2    Mr David John Boyle prepared and lodged the Form 201 with the ASC and both Mr Boyle and Mrs Mariangela Boyle signed that document before it was lodged.

3    The companies register kept by of the Australian Securities Investments Commission records, amongst other things, the following:

Company registration and name

(a)    A company with the name Professional Services of Australia Pty Ltd and Australian Company Number 082 879 641 is registered.

(b)    On 5 June 1998, the company was registered in Western Australia.

(c)    On 8 June 1998, a certificate of registration for the company was issued.

(d)    The former name of the company was Liberty Oil (Australia) Pty Ltd.

(e)    On 7 July 1998, notice of a resolution changing company name was given with respect to the company.

(f)    On 7 July 1998, the company name on the register was changed to Professional Services of Australia Pty Ltd.

Company officers

(g)    On 1 July 1998, notice of initial appointment of officeholders was given with respect to the company.

(h)    Mr Boyle and Mrs Boyle were directors of the company from 5 to 8 June 1998.

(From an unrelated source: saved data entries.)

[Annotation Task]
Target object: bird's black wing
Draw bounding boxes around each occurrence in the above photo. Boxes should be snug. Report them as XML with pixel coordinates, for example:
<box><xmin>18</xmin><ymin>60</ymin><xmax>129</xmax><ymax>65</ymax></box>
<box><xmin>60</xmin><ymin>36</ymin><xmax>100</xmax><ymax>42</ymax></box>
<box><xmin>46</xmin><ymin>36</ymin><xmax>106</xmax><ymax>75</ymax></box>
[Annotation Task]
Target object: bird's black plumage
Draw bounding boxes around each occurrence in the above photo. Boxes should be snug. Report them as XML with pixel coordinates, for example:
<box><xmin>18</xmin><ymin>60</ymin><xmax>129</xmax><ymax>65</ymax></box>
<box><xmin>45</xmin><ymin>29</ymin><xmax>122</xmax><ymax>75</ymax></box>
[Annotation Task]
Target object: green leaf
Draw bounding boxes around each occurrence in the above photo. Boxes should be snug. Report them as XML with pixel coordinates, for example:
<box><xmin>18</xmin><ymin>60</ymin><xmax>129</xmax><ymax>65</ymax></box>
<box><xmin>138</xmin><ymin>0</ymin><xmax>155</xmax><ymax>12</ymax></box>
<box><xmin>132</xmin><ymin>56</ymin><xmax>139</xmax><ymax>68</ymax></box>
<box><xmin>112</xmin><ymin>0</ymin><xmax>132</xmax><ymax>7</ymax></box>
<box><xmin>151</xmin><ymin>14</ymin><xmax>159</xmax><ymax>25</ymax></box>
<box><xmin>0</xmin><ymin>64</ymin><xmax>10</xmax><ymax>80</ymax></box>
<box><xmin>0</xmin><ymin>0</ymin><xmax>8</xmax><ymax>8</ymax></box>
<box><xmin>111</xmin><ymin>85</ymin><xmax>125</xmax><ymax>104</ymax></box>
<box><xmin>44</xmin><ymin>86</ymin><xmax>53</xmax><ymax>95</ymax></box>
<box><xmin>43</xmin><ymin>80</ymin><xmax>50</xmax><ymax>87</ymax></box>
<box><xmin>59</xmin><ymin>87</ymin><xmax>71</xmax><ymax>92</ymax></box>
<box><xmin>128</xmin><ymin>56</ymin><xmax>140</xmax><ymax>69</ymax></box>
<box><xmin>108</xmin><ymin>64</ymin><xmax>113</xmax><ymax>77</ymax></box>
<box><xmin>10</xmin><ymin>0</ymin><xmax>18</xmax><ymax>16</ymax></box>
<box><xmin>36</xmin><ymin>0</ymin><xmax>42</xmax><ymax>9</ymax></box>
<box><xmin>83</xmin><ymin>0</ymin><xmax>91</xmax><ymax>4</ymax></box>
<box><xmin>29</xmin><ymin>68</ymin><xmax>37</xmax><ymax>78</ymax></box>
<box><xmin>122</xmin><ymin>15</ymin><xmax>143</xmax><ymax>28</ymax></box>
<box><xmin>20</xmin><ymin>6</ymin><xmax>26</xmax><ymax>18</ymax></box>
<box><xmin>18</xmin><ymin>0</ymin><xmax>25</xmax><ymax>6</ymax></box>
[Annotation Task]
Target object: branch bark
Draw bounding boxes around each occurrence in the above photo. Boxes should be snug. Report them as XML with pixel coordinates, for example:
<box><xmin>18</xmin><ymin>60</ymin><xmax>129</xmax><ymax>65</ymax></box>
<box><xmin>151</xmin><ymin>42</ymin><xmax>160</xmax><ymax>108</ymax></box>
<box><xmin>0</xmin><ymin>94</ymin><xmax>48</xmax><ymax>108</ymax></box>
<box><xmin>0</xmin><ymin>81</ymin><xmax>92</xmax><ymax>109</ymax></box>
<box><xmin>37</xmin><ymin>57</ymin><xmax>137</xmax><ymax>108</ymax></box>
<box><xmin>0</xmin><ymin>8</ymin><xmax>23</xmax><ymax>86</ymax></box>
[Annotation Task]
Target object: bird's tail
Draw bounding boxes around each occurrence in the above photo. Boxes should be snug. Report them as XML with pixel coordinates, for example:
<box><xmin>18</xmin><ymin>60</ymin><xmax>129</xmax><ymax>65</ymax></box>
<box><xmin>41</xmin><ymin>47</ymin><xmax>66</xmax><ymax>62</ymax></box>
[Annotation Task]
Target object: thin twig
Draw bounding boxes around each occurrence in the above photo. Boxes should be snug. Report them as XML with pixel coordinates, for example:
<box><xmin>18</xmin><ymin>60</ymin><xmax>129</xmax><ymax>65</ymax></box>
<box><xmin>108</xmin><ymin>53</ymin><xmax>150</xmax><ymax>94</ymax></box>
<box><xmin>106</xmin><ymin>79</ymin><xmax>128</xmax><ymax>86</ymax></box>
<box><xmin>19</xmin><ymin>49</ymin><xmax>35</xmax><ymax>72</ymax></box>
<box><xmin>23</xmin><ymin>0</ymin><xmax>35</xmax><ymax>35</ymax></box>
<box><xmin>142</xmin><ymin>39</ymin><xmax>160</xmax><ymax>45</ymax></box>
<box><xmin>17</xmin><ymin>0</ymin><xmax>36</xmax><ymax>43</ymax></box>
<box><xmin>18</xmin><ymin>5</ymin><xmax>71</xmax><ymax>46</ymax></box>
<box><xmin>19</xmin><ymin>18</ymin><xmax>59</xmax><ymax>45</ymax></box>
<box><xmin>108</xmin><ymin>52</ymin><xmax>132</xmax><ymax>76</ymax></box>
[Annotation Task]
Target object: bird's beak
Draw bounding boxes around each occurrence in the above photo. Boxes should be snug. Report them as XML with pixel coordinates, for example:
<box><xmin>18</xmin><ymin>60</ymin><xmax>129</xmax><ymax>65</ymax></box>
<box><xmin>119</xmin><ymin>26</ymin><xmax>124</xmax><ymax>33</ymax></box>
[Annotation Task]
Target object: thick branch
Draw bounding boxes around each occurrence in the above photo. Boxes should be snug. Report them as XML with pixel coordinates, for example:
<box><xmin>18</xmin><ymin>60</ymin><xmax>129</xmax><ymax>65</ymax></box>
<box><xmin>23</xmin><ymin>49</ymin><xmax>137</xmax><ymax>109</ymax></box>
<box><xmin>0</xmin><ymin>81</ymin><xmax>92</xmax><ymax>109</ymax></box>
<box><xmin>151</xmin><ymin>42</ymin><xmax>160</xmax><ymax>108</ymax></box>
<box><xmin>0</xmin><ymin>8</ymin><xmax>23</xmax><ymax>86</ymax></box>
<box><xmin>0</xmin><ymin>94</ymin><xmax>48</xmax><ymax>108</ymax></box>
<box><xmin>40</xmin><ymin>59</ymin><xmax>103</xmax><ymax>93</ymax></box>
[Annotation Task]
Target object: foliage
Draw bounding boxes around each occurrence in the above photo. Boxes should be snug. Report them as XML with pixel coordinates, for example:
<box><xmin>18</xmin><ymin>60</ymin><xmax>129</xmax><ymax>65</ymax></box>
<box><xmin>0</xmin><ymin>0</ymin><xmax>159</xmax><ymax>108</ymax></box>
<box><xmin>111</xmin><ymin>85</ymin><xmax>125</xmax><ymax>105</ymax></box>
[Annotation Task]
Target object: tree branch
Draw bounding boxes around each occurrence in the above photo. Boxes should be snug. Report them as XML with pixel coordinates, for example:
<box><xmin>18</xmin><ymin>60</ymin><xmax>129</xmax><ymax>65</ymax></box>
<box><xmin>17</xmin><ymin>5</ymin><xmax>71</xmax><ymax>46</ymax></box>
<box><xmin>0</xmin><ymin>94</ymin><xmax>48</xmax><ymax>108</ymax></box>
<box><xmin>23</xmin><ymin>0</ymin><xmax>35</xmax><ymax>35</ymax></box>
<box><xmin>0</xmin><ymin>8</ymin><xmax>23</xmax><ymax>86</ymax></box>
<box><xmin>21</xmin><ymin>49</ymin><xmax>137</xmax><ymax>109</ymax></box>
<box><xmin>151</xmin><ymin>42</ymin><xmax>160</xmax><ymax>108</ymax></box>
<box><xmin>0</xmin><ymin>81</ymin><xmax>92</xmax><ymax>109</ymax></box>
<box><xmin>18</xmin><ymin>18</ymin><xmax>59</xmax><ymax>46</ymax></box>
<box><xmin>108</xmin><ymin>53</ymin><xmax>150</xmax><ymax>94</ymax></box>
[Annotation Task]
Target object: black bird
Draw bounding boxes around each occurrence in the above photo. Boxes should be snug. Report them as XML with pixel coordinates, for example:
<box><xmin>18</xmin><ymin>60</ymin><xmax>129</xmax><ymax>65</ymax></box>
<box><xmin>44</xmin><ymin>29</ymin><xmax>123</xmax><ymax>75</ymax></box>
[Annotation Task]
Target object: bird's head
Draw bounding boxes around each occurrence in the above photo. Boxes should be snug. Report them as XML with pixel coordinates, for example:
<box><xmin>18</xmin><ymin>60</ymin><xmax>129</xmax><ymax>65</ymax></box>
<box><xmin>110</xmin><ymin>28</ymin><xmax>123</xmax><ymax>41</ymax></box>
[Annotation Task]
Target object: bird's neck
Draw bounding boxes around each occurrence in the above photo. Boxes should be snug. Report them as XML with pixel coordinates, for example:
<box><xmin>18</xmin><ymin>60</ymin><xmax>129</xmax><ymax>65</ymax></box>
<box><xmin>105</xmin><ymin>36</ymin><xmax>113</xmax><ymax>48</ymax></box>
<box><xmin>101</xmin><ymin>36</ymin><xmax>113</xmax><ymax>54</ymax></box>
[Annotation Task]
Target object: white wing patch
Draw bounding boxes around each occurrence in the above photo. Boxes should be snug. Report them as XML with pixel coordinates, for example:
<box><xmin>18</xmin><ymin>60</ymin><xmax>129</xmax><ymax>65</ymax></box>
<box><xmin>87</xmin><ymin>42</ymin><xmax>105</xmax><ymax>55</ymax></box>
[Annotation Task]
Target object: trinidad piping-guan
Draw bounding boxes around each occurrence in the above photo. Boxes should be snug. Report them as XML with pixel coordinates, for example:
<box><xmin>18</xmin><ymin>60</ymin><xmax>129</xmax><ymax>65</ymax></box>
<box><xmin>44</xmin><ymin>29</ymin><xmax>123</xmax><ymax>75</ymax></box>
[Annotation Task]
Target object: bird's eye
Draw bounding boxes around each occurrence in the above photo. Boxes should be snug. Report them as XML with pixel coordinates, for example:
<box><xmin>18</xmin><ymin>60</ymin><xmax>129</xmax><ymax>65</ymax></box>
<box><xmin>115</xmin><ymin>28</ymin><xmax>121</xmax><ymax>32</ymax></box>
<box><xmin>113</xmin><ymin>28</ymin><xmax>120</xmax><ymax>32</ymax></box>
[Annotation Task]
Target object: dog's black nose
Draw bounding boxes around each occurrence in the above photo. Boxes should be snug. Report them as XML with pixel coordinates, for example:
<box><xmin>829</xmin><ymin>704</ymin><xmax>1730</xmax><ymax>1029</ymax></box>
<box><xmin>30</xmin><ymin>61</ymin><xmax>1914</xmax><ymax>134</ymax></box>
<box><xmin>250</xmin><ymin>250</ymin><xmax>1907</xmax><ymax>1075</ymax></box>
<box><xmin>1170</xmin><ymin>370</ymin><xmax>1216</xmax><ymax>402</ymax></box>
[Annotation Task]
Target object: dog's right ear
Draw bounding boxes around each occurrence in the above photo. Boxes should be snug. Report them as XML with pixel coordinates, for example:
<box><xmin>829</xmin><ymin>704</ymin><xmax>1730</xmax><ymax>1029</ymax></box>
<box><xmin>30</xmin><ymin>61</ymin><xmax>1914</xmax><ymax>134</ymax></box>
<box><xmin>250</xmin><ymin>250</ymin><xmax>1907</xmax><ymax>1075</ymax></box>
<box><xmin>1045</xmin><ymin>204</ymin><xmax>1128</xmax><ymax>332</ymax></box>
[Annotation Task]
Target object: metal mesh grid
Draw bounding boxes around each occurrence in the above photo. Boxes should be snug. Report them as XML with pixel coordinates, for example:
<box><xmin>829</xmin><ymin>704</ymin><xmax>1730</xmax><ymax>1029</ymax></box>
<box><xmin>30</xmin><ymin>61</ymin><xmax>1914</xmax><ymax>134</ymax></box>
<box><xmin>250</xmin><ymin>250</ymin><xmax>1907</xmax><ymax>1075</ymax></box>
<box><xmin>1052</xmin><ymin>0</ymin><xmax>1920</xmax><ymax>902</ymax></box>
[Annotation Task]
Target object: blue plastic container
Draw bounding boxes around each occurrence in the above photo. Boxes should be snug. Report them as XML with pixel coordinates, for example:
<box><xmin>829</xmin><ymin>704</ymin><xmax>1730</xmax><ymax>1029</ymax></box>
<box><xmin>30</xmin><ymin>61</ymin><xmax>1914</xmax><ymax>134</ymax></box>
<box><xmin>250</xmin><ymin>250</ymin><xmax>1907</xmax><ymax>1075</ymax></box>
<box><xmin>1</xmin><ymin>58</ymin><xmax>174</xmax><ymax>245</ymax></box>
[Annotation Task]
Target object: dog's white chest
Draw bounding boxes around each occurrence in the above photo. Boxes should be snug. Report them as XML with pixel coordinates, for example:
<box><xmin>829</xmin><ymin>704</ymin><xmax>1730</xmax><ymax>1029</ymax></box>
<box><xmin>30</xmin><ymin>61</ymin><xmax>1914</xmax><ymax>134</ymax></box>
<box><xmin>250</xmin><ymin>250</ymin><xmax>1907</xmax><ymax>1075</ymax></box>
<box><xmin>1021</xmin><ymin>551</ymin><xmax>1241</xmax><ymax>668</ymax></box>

(i)    Mr Martin Paul Banning was a director of the company from 8 June 1998 to 8 September 2008.

(j)    Mr John Andrew Miller was a director of the company from 8 to 26 June 1998.

(k)    Mrs Sandra May Banning was a director of the company from 26 June 1998 to 4 June 2001.

(l)    Mr Donald Campbell-Smith was a director of the company from 8 September 2008 to 10 May 2016.

(m)    The company was under administration of an administrator appointed under the Corporations Act 2001 (Cth) between 17 November 2008 and 23 March 2009.

(n)    The company was under administration of an administrator appointed under a deed of company arrangement between 23 March 2009 and 6 November 2012.

(o)    Mrs Banning is the sole director and secretary of the company and was appointed to those offices on 10 May 2016.

Company shareholders/members

(p)    On 11 June 1998, notice of redemption of redeemable preference shares was given with respect to the company.

(q)    On 1 July 1998, notice of issue of shares was given with respect to the company.

(r)    The company has share capital $2.00 comprised of two ordinary fully paid ordinary shares.

(s)    Mr Banning was formerly a shareholder/member of the company and holder of one fully paid ordinary share.

(t)    Mrs Banning is the sole shareholder/member of the company and holder of two fully paid ordinary shares.

ANNEXURE “B”

STATEMENT OF ASSUMED FACTS AND MATTERS

Without any admission by any party the following facts and matters are to be assumed for the purposes of answering the separate questions.

1    The plaintiffs are interested persons for the purposes of section 1322(4) of the Corporations Act 2001 (Cth).

2    For the purposes of section 1322(6) of the Corporations Act, the Court is satisfied that no substantial injustice has been or is likely to be caused to any person.

3    The document entitled Memorandum & Articles of Association of Liberty Oil (Australia) Pty Ltd Australian Company Number 082 879 641 A Company Limited By Shares Incorporated on 5 June 1998, a copy of which is annexed hereto and is Exhibit A.1, was not prepared by Mr David John Boyle and was not signed by Mr Boyle or Mrs Mariangela Boyle, but by a person or persons unknown who simulated the signatures of each of Mr Boyle and Mrs Boyle.